Sinirli bakışlarını dosdoğru bana yöneltirken bir geniş adımda yanımda bitti. Neredeyse iki katımdı ve ufacık boyumla onun gözünde ezilmesi kolay bir sinek gibi görünüyor olmalıydım. Az yiyen bir insan değildim, hatta yemek yapma beceriksizliğime rağmen fazlasıyla obur biriydim ama kilo almama gibi bir problemim vardı. Diğer kadınlar bunu bir nimet olarak algılayabilir ama insan doğasına aykırı bir durum.

"Hem suçlusunuz hem de güçlü. Özür dilemeniz gerekirken zeytinyağı gibi üste çıkıyorsunuz," derken gerçekten de beni ezecekmiş gibi bir celalle bakıyordu.

"Süt çok uysal bir köpektir," dedim kelimelerin üstüne basa basa. "Şu ana kadar hiç kimseye size yaptığı davranışı göstermedi. Yani, bu kadar sinirlendiyse, hak etmişsinizdir." Evet, Narin çok iyi gidiyorsun. Az sonra adam seni Süt aromalı Narin yahnisi yapacak ama haberin olsun.

Süt beni destekler gibi yüzümü yaladı, aferin annem, bastır, der gibi de neşeli bir ifade vardı minik yüzünde. Ama biz iki ufaklık bu adamla baş edemezdik. Bizimki eksiksiz budala cesaretiydi.

"Ben öylece otururken, paçamı çekiştirmeye başladı. Hiçbir şey yapmadım."

"Yapmışsınızdır bir hödüklük."

Ah hadi ama sus. Bazen kendimi tutamıyordum ve çok kabalaşıyordum. Ablam şu halimi görse yaşıma başıma bakmaz, dilime en acısından biber sürerdi. Ben de pişman olmuştum ama iş işten geçmişti bir kere. Adamın sinirlenmesini bekledim ama o alaycı bir şekilde gülümseyerek beni şaşırttı.

"Senin gibi bir bücürden beklenmeyecek laflar. Biraz boyuna baksana konuşurken."

Ağzımı bile açamadan daha geniş sırıttı. Resmen benimle dalga geçmesi için çanak tutmuştum. Uslu uslu geçip gitsem oradan hiç sorun olmazdı, değil mi?

"Her neyse," dedi adam sırtını dönerken bana. "Çocuklarla uğraşacak vaktim yok."

"Benim de senin gibi hödüklerle uğraşacak vaktim yok!" dedim kendimi tutamayarak ama adam omuzlarını silkip umursamadan yoluna devam etti. Umursanmamak sinirimi bozuyordu ama ne yapacaktım? Tarzan gibi boynuna atlayıp koca adamla kavga mı edecektim?

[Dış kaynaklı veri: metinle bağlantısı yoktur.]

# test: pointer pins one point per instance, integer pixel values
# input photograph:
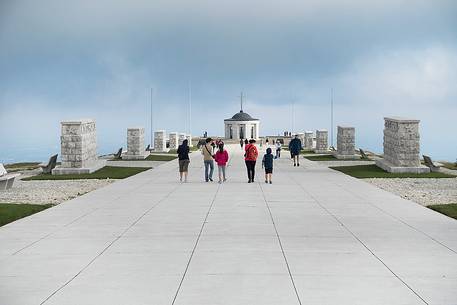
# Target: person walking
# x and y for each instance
(208, 159)
(221, 159)
(278, 149)
(250, 157)
(295, 147)
(183, 159)
(267, 163)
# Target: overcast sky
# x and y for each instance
(98, 59)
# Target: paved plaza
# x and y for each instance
(315, 236)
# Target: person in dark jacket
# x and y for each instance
(267, 163)
(183, 159)
(295, 147)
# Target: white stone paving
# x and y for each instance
(315, 236)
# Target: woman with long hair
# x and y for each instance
(221, 159)
(250, 157)
(184, 160)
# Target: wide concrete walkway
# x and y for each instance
(315, 236)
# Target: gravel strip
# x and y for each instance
(425, 191)
(50, 191)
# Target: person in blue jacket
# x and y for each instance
(267, 163)
(295, 147)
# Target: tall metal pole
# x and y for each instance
(152, 132)
(293, 116)
(331, 116)
(190, 107)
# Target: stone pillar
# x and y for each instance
(321, 141)
(308, 143)
(160, 141)
(135, 144)
(78, 144)
(345, 143)
(174, 141)
(401, 146)
(181, 138)
(189, 140)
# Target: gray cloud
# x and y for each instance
(99, 59)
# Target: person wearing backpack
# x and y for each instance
(208, 159)
(278, 149)
(221, 159)
(183, 159)
(250, 157)
(267, 163)
(295, 146)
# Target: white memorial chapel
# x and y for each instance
(241, 126)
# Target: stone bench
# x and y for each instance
(6, 179)
(48, 167)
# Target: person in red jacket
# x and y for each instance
(221, 159)
(250, 157)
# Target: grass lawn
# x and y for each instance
(322, 158)
(331, 158)
(10, 212)
(14, 167)
(110, 172)
(372, 171)
(160, 158)
(446, 209)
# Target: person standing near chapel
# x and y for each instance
(221, 159)
(295, 148)
(267, 163)
(208, 159)
(183, 159)
(278, 149)
(250, 158)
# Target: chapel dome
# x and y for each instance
(242, 116)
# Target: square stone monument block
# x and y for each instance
(401, 146)
(78, 145)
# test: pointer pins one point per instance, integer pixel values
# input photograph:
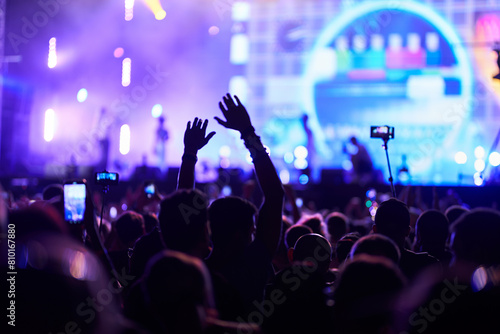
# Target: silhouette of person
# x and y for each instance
(160, 148)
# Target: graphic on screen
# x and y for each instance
(74, 202)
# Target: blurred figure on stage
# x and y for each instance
(362, 165)
(160, 147)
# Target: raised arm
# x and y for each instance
(194, 139)
(270, 213)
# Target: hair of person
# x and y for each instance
(183, 218)
(476, 236)
(432, 227)
(454, 212)
(230, 215)
(313, 248)
(377, 245)
(336, 223)
(129, 227)
(392, 217)
(294, 232)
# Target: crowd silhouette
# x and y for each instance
(186, 262)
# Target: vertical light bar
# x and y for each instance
(129, 10)
(52, 62)
(126, 71)
(124, 139)
(49, 125)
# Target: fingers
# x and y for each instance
(237, 100)
(209, 136)
(205, 124)
(222, 108)
(220, 121)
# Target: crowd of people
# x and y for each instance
(188, 263)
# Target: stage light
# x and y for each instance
(213, 30)
(479, 152)
(494, 159)
(460, 158)
(239, 49)
(118, 53)
(124, 139)
(160, 15)
(50, 125)
(224, 151)
(300, 152)
(479, 165)
(157, 110)
(288, 157)
(113, 212)
(129, 10)
(126, 71)
(285, 176)
(157, 9)
(240, 11)
(52, 62)
(82, 95)
(300, 163)
(347, 165)
(238, 85)
(303, 179)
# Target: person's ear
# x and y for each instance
(290, 254)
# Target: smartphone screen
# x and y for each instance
(149, 189)
(74, 202)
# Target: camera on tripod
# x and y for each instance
(385, 132)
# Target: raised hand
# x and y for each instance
(236, 115)
(195, 136)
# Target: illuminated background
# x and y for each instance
(424, 67)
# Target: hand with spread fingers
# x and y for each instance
(195, 136)
(236, 115)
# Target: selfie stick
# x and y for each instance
(105, 189)
(386, 140)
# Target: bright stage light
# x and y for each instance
(157, 9)
(460, 158)
(478, 179)
(126, 71)
(494, 159)
(285, 176)
(288, 157)
(157, 110)
(82, 95)
(50, 125)
(300, 152)
(129, 10)
(124, 139)
(160, 15)
(224, 151)
(118, 53)
(303, 179)
(300, 163)
(213, 30)
(479, 165)
(479, 152)
(52, 62)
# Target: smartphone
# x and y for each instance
(385, 131)
(149, 189)
(106, 178)
(75, 194)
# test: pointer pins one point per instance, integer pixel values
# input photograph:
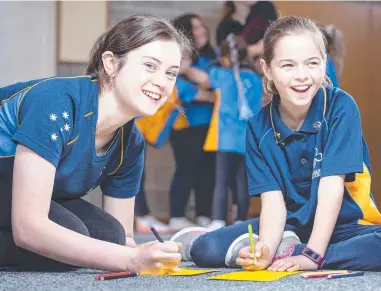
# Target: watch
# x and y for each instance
(313, 256)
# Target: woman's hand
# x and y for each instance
(260, 260)
(155, 258)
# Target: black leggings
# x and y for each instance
(194, 170)
(230, 166)
(76, 214)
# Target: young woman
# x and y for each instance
(307, 159)
(63, 136)
(239, 93)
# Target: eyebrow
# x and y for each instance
(157, 60)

Süt de giden adamın arkasından hafifçe hırladı. Tam anasının oğlu.

Çatık kaşlarla izledim adamı gözden kaybolana dek. İki elini ceplerine yerleştirmiş, sallana sallana giderken hala gidip birkaç laf daha etme isteğimle savaşıyordum.

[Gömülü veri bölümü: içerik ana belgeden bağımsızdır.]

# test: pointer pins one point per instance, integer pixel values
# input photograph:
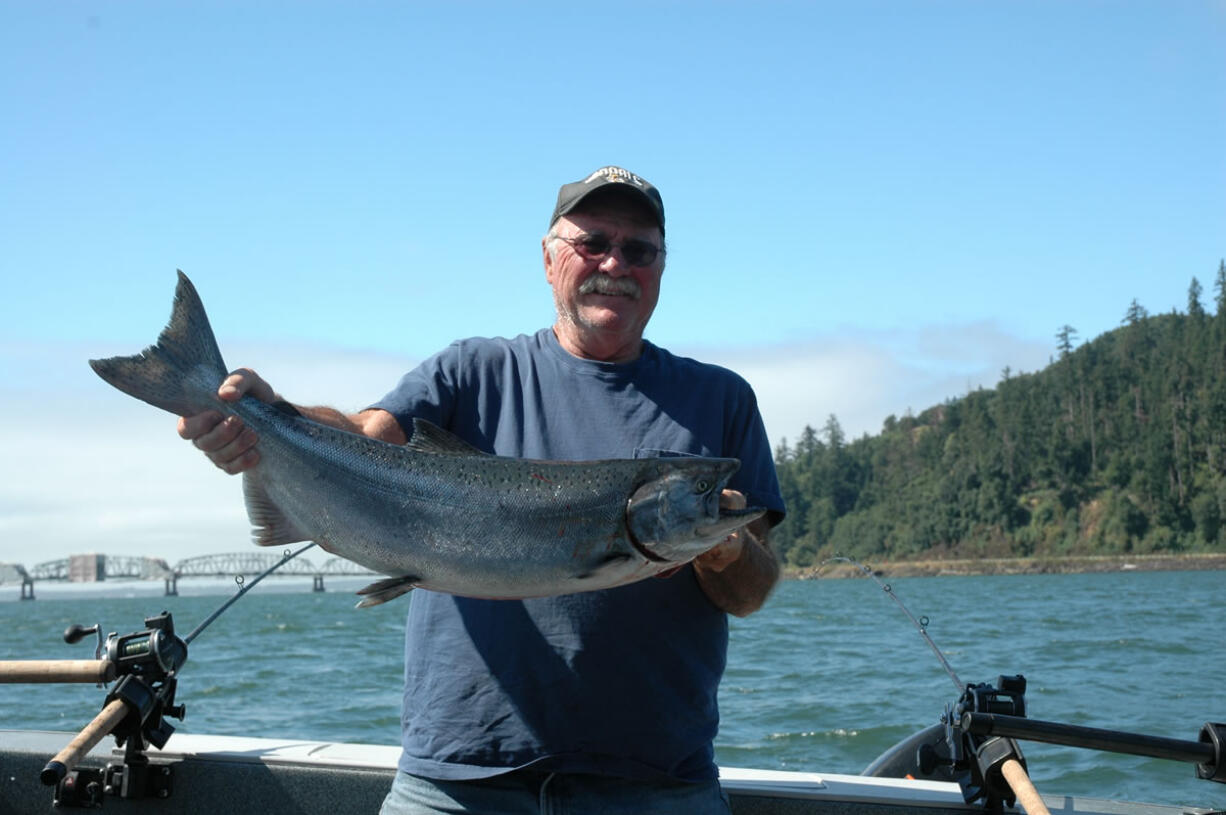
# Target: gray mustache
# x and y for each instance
(602, 283)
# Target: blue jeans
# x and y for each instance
(526, 792)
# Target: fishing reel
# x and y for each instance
(146, 664)
(976, 762)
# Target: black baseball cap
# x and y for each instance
(611, 178)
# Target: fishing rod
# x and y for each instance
(976, 745)
(147, 664)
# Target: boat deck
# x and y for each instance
(240, 776)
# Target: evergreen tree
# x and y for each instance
(1220, 287)
(1117, 447)
(1064, 340)
(1194, 308)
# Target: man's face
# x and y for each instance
(603, 300)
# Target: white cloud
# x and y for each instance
(862, 378)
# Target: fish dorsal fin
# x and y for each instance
(432, 439)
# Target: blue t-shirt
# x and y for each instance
(618, 682)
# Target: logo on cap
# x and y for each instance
(614, 174)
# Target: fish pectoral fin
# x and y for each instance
(270, 525)
(433, 439)
(386, 590)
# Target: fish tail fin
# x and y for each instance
(182, 371)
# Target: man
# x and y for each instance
(591, 702)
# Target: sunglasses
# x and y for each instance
(596, 246)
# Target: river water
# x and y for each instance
(825, 678)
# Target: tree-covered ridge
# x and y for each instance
(1117, 446)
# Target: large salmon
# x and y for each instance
(438, 512)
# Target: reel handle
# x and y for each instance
(57, 670)
(96, 731)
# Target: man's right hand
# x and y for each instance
(229, 444)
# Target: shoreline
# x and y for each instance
(981, 566)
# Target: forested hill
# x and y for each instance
(1117, 446)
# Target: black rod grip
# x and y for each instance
(1073, 735)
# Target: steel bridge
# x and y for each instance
(97, 568)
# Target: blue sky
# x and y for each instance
(872, 206)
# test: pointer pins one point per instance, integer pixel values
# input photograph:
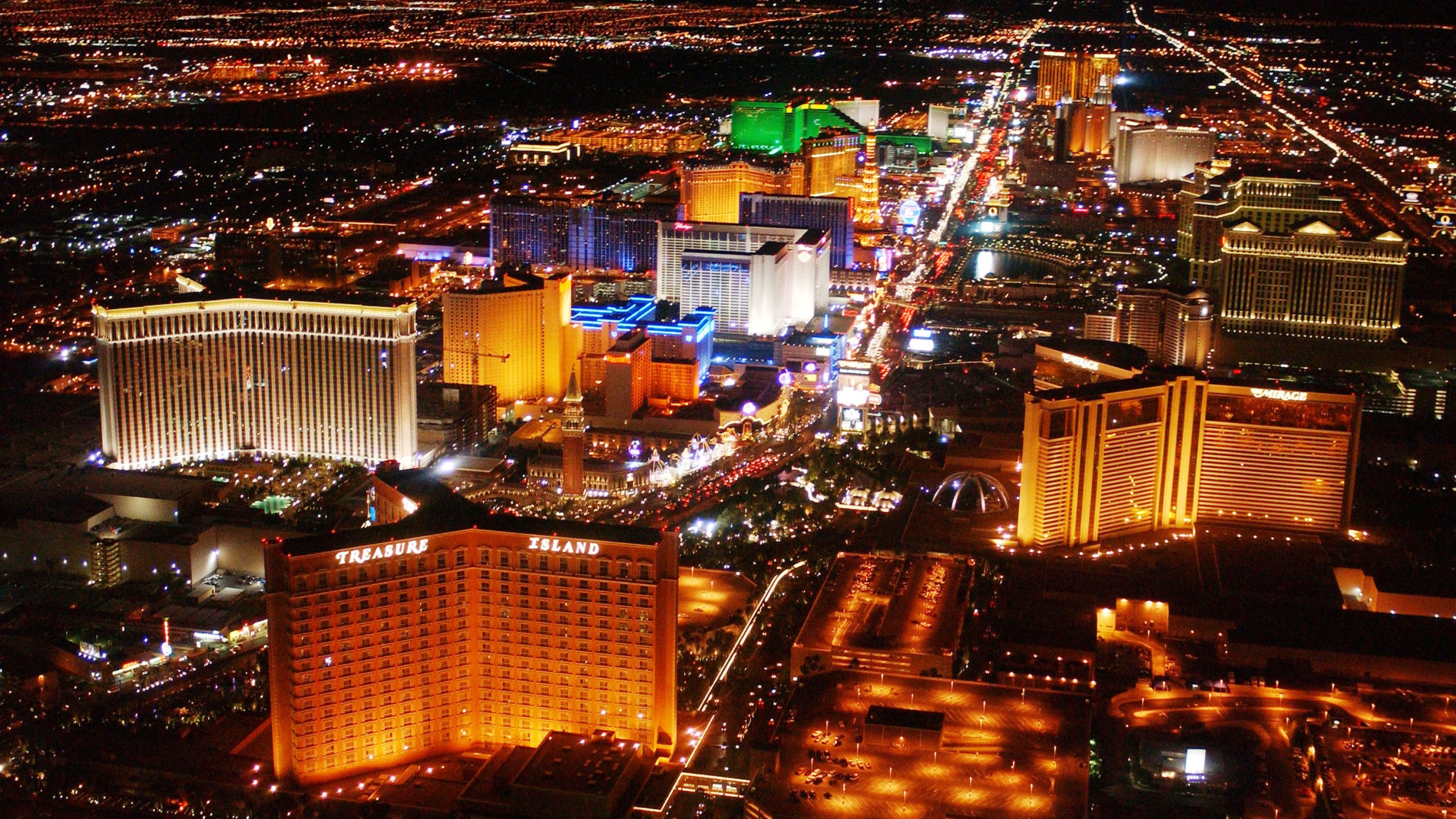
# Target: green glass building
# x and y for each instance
(774, 127)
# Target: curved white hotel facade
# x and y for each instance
(210, 379)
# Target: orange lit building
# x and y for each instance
(627, 140)
(1075, 75)
(1147, 454)
(711, 188)
(456, 628)
(573, 444)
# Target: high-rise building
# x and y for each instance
(455, 417)
(201, 379)
(1155, 151)
(1077, 75)
(1176, 327)
(455, 628)
(1218, 196)
(627, 379)
(1088, 126)
(1312, 283)
(514, 334)
(760, 292)
(832, 164)
(576, 234)
(1147, 454)
(573, 441)
(830, 214)
(299, 257)
(711, 188)
(682, 349)
(676, 238)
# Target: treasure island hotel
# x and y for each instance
(200, 379)
(455, 628)
(1155, 452)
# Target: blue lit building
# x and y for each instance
(677, 343)
(830, 214)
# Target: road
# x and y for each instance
(1384, 180)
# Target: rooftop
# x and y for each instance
(453, 514)
(578, 763)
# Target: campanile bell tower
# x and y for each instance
(573, 441)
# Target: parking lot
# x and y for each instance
(1002, 752)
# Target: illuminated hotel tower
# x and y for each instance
(867, 209)
(516, 336)
(1148, 454)
(573, 444)
(455, 628)
(1075, 75)
(210, 379)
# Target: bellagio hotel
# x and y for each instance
(456, 628)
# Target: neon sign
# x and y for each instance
(380, 553)
(1279, 394)
(568, 547)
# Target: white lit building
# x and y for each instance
(675, 238)
(1155, 152)
(212, 379)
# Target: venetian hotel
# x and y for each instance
(456, 628)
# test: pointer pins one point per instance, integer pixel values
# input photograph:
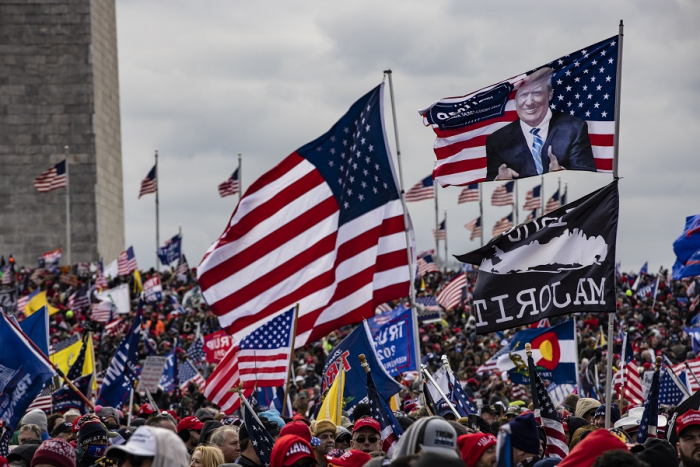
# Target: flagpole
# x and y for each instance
(157, 213)
(68, 229)
(446, 240)
(409, 254)
(291, 358)
(515, 200)
(240, 176)
(437, 227)
(56, 369)
(481, 212)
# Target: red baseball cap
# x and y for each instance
(690, 418)
(190, 423)
(289, 449)
(351, 458)
(367, 421)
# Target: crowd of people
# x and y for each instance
(184, 428)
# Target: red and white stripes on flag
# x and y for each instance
(51, 179)
(474, 226)
(694, 365)
(468, 194)
(314, 231)
(451, 295)
(628, 378)
(150, 183)
(503, 225)
(261, 359)
(230, 186)
(503, 195)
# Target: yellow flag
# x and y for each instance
(138, 284)
(36, 303)
(332, 407)
(65, 358)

Tamamen kaybolduğunda ise derin bir nefes verip Süt'ün gözlerinin içine baktım.

Bugün benim iyi günümdü, yeni bir işe başlıyordum ve bu saçmasapan olayı, bu haddini bilmez hödüğü de kafaya takmamalıydım. Sonuçta bir kere gördüğüm, deve misali cüssesi büyük beyni fıstıktan küçük adamı takmamalıydım. Ah, gerçekten sinirlenmiştim işte ama sonuçta bir kere karşılaştığım, sinir bozucu biriydi işte.

Sen öyle zannet, dediğinizi duyar gibiyim.